Hacker News new | ask | show | jobs
by mjaskowski 3745 days ago
Note that Neural Network is just a very complex function.

You usually think of Q as a function (S, A) -> (Expected accumulated future reward)

which is equivalent to S -> A -> (Expected accumulated future reward)

the Neural Network is S -> (A -> (Expected accumulated future reward)) or if you whish the output layer of neural network consists of |A| neurons. Each indicates the (Expected accumulated future reward) given current experience.

1 comments

Thanks!

So what we are saying is that a neural network can be used as the implementation for the q-function? I.e., a q-function is by definition only a mapping of (S,A) pairs to an expected future reward. We can do this using a traditional style like value iteration or back propagation, or we can use a neural network? And it's just a matter of implementation?

Yes, we try to approximate Q function with neural network. Which is basically an enhanced version of gradient-descent Sarsa.

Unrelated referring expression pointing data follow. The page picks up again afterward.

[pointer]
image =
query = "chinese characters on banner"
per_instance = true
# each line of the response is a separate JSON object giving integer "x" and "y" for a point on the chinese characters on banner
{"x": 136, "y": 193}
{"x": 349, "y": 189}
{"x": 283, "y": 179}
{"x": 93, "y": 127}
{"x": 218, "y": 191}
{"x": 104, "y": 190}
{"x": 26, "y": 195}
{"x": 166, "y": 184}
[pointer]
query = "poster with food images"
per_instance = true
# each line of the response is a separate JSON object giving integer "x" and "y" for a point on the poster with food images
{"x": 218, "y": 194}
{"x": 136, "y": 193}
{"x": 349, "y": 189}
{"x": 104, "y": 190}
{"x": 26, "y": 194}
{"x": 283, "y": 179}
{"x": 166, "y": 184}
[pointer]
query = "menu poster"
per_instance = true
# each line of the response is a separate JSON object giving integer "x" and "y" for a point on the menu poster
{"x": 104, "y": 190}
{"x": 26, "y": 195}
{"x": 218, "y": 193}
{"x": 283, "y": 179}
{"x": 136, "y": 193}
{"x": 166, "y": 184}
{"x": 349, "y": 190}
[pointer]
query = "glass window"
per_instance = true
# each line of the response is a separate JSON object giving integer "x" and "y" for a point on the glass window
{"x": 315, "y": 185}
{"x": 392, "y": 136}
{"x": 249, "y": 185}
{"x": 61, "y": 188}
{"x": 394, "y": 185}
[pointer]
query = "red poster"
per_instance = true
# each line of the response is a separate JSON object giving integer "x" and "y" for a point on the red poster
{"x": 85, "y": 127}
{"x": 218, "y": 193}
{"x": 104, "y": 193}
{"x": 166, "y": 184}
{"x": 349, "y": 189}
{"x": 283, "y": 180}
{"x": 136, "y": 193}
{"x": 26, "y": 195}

The main trick to notice is that you can't provide consecutive frames as mini-batches as these would be highly correlated and would derail stochastic gradient descent.

So we keep many frames (and all other necessary information) in memory and draw these experiences uniformly to form a minibatch that becomes input to the neural network

Stronger than that - you can think of neural networks as universal function approximators. So this is just a particular function to approximate.

See the suggestively named "Universal approximation theorem" for details.